Es geht bei diesem Gesetz nicht nur um den Verbraucherschutz – das will ich ausdrücklich sagen –, sondern es geht auch um die Frage, ob unser Rechtsstaat alles dafür tut, dass Bürgerinnen und Bürger zu ihrem Recht kommen. Auch deswegen müssen wir den kollektiven Rechtsschutz in Deutschland, wie wir es hier vorschlagen, ausbauen.
(Beifall bei Abgeordneten der SPD)
Nach unserem Konzept der „Einer-für-alle-Klage“ kann sich ein Verbraucher ganz einfach und vor allem kostenlos ins Register eintragen lassen und so über eine Musterklage klären lassen, ob die Voraussetzungen für seinen Anspruch gegeben sind. Das ist der große Vorteil der Musterfeststellungsklage. Ohne Kostenrisiko kann etwa ein getäuschter Autokäufer kostenlos über einen Musterprozess klären lassen, ob die Voraussetzungen für seinen Schadensersatzanspruch gegeben sind, ob also die Abgaswerte seines Autos manipuliert wurden. Wenn das feststeht, dann kann er selber klagen – wobei ich davon ausgehe, dass es gar nicht immer zum Klageverfahren kommen muss, weil ein ökonomisch vernünftiges Unternehmen, das den Musterprozess verloren hat, von sich aus akzeptable Vergleiche schließen wird.
Herr Kollege, erlauben Sie eine Zwischenfrage der Kollegin Dr. Rottmann?
Ja, na logo.
Frau Dr. Rottmann, Sie haben das Wort.
Sie sind ein bisschen im Vorteil; denn Sie sind Jurist. Ich würde es lieber mit der Herangehensweise eines Laien probieren.
Wie würden Sie als Laie zum Beispiel die geforderte Angabe der Forderungshöhe bei einem durchschnittlich manipulierten Diesel von VW beziffern? Wie ist die Forderungshöhe? Ist es derselbe Lebenssachverhalt? Wie machen Sie das?
Wir haben das Ministerium gefragt, ob es Informationen dazu geben wird, wie man diese Anmeldungen vornimmt. Das Ministerium hat gestern unsere Kleine Anfrage beantwortet und hat gesagt: Das ist Sache der Verbände. Das hat mit uns nichts zu tun. – Also, wie soll der Laie diese Anmeldung ordnungsgemäß ohne Anwalt über die Bühne bringen?
Da sollten wir mehr Vertrauen in unsere Bürgerinnen und Bürger haben, dass sie durchaus in der Lage sind, den Schaden zu beziffern.
(Dr.
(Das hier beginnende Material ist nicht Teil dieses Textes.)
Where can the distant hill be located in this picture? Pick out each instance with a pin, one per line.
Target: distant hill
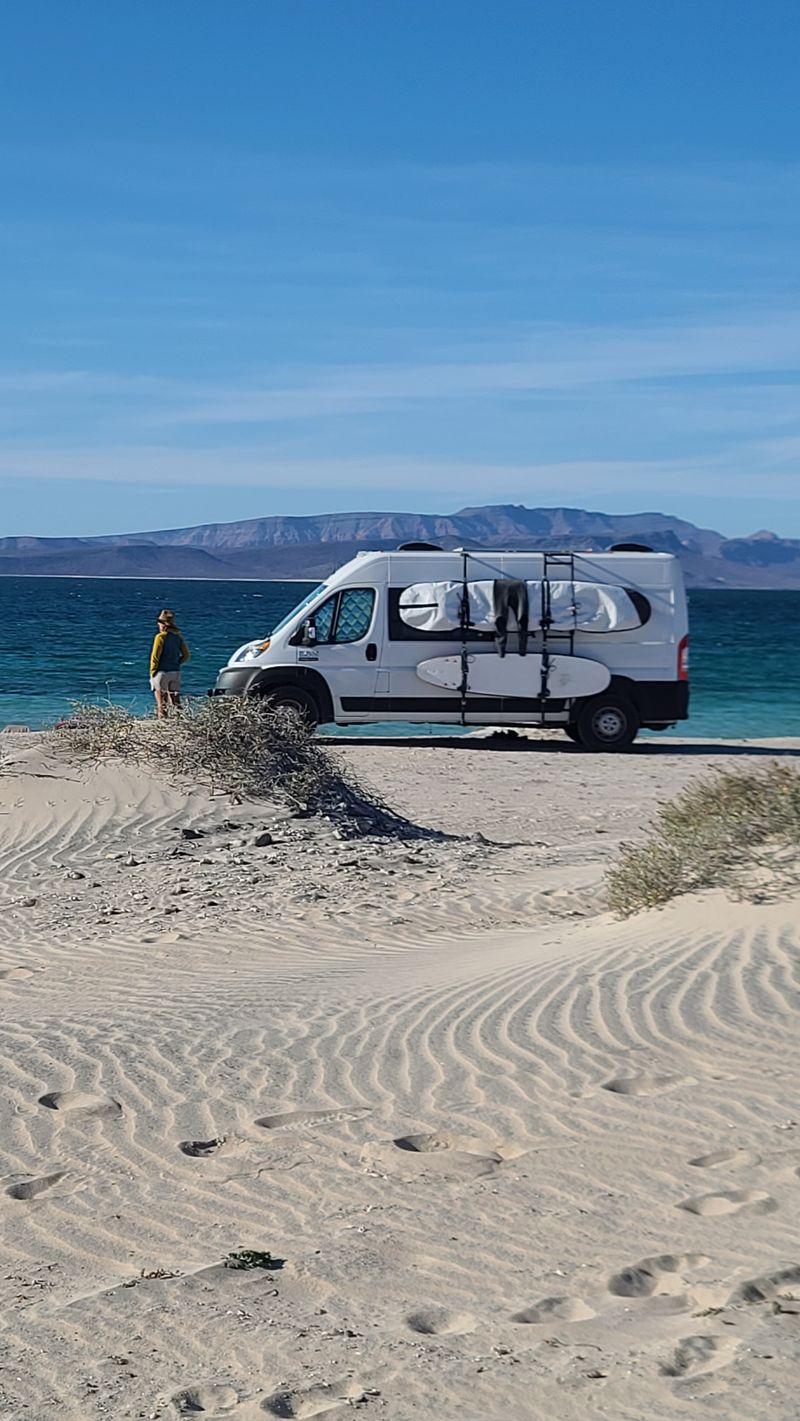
(277, 547)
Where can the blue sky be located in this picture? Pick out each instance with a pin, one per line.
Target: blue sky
(287, 256)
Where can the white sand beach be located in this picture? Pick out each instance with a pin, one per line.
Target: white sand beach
(520, 1160)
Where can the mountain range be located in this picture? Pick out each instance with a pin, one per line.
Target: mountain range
(311, 547)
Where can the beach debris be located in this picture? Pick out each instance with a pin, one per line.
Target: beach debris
(249, 1258)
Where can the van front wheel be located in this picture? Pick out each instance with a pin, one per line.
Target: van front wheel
(297, 699)
(607, 723)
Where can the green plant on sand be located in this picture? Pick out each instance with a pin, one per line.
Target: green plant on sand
(719, 833)
(247, 1258)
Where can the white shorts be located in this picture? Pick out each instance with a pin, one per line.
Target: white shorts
(166, 681)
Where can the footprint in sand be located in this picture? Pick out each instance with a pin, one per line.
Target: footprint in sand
(651, 1275)
(733, 1158)
(213, 1400)
(556, 1309)
(699, 1353)
(714, 1205)
(439, 1322)
(77, 1101)
(641, 1084)
(202, 1148)
(296, 1119)
(451, 1153)
(766, 1288)
(31, 1188)
(314, 1401)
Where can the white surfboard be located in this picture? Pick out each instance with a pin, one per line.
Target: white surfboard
(513, 675)
(586, 607)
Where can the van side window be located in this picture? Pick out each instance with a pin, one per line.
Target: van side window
(324, 618)
(346, 616)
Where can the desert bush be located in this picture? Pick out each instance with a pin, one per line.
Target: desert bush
(235, 745)
(232, 743)
(722, 831)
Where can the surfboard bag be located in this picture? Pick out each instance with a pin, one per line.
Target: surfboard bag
(593, 607)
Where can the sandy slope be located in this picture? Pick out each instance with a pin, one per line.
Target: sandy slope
(517, 1163)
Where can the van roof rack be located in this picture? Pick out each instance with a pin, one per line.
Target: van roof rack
(419, 547)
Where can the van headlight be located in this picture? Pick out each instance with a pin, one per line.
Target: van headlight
(249, 652)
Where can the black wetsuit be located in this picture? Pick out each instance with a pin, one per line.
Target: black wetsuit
(510, 596)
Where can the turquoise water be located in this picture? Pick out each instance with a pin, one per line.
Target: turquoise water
(67, 638)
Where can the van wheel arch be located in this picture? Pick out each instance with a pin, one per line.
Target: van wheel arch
(301, 678)
(607, 722)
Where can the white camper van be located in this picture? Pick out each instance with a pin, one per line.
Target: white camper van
(594, 643)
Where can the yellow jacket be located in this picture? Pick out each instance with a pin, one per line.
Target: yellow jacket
(169, 651)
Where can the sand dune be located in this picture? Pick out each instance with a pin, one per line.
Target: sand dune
(507, 1161)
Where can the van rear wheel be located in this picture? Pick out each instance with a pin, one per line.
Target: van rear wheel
(607, 722)
(293, 698)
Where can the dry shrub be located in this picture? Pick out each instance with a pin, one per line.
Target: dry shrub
(719, 833)
(235, 745)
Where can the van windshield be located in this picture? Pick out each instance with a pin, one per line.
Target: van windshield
(307, 600)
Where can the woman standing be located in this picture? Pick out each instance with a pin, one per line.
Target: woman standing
(168, 654)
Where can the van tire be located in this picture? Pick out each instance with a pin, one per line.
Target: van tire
(607, 722)
(293, 698)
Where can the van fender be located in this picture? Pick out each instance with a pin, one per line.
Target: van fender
(306, 677)
(660, 701)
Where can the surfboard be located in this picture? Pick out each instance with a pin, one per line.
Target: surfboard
(587, 607)
(512, 675)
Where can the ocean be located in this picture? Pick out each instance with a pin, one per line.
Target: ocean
(68, 638)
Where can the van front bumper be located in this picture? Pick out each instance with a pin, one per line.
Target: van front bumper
(235, 681)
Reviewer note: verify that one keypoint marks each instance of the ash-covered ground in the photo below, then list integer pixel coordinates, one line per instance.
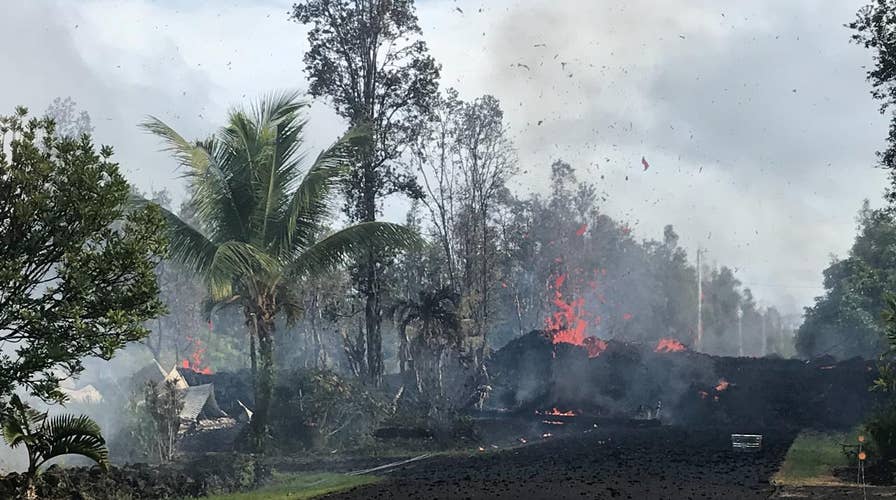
(612, 462)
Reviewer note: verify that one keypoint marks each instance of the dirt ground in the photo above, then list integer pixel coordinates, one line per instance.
(624, 463)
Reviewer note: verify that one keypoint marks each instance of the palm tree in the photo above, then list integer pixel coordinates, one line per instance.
(259, 220)
(46, 437)
(433, 317)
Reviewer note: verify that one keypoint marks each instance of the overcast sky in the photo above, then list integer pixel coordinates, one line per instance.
(754, 116)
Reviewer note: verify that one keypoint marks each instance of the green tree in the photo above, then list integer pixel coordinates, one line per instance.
(875, 29)
(367, 57)
(259, 221)
(845, 321)
(46, 437)
(430, 325)
(76, 267)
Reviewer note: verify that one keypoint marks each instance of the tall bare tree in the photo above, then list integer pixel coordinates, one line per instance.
(367, 58)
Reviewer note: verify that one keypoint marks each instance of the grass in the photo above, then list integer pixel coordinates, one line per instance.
(299, 486)
(812, 457)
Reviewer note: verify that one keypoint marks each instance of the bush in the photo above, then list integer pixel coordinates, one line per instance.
(881, 427)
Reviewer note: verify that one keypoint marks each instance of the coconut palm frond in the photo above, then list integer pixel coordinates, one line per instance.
(19, 422)
(352, 241)
(206, 164)
(74, 435)
(301, 214)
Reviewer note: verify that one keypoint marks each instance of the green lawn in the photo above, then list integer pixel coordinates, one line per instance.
(300, 486)
(812, 456)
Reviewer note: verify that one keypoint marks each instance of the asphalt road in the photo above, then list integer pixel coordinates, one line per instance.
(623, 463)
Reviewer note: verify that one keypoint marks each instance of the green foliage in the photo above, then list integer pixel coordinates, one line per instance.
(813, 456)
(76, 268)
(369, 60)
(47, 437)
(301, 486)
(881, 426)
(846, 320)
(259, 220)
(875, 29)
(164, 402)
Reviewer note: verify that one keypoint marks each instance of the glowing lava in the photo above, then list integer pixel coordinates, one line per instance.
(195, 362)
(568, 323)
(557, 413)
(669, 345)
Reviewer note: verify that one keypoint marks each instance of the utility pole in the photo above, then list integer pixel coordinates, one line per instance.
(699, 301)
(764, 337)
Manuela Rottmann [BÜNDNIS 90/DIE GRÜNEN]: Wie hoch? – Katharina Dröge [BÜNDNIS 90/DIE GRÜNEN]: Sagen Sie doch mal eine Zahl!)
Es gibt den Kaufvertrag. Das wird alles darstellbar sein.
Frau Kollegin Rottmann, wenn ich dazu ergänzend antworten darf: Dass Sie dieses Gesetz als „Zombie“ und „Totalschaden für den Rechtsstaat“ bezeichnet haben,
(Katharina Dröge [BÜNDNIS 90/DIE GRÜNEN]: Sie beantworten die Frage nicht!)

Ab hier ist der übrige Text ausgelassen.